光『にいちゃあはひつじごっこしてくれなかったでしょ!』
ひーちゃんは根に持ってた。
望『ひーちゃんをいじめて良いのはあたしだけなの!』
承『お、おう。そっかあ。』
この後しばらく、いじわるな飼い主の横暴は続き(別に痛い事や嫌な事はしてない)望はニヤニヤ、ひーちゃんは哀れな鳴き声の羊を熱演してた。
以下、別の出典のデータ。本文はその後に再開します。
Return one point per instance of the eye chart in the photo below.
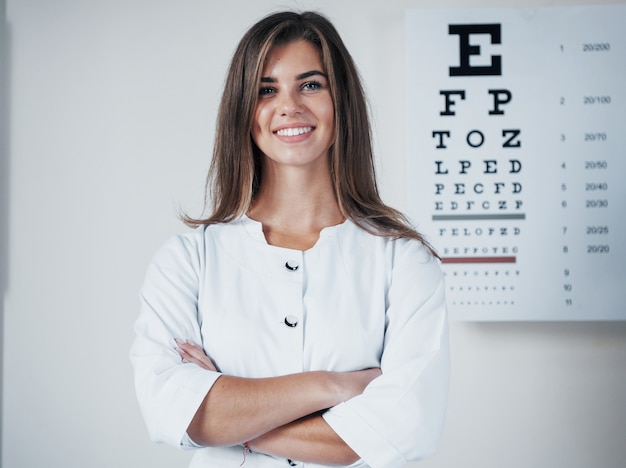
(517, 158)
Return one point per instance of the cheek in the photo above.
(257, 124)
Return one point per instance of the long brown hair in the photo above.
(235, 172)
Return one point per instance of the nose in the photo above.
(290, 103)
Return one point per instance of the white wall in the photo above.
(111, 106)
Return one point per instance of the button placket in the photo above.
(292, 266)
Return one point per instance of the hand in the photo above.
(191, 352)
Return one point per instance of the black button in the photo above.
(291, 321)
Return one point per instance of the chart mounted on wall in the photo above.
(517, 158)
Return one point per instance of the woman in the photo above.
(318, 311)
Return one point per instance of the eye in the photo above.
(266, 91)
(312, 86)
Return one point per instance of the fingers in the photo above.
(191, 352)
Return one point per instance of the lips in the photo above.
(293, 131)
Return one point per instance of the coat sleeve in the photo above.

俺はまだよくわからないけどひょっとしたら世の中のSMってこんな感じの遊びが起源だったりして?って思った。
⬜︎ ⬜︎ ⬜︎
昼食食べて、母さんが買い忘れた物があると言う。
駅前のスーパーまでお使いに行く。ひーちゃんの散歩を兼ねて。
西エリアを通って駅前エリアまで片道15分位。
望は母さんの手伝い中だから兄弟ふたり手を繋いで。
買い物帰りばったり、小幡さんに会う。
承『あ、小幡さん?』
小幡『承くん?』
承『?!なんで名前呼び?』
小幡『玲奈がよくそう呼ぶから感染ってしまったわ。
…ショタ!』
承『人の弟ショタ言うな!』
小幡『可愛い!この子が噂の弟くん?
可愛い!可愛いわ!抱っこしても良い?!』
ひーちゃんは可愛いだろう?俺ドヤ顔!
小幡さんもスーパー帰りで西エリアまでは道一緒。
だらだら話しながら一緒に帰る。
結構小幡さんと話す機会って多いんだよ。
大体香椎さん絡み、あと望繋がり。
小幡さんから香椎さんと望が仲直させてくれてありがとって微笑まれた。
小幡さんは金髪から戻すどさくさに髪色を明るく今までより髪をふんわりさせた。
文化祭以降人当たりが柔らかくなり余裕あるのが見て取れる。
元々クールな美人だけど柔らかさと笑顔が増えた事で一気に人気が急上昇してる。
ところで…って前置きから香椎さんにケーキと唐揚げ作ってもらえるんだって?っていたずらっぽく聞かれた。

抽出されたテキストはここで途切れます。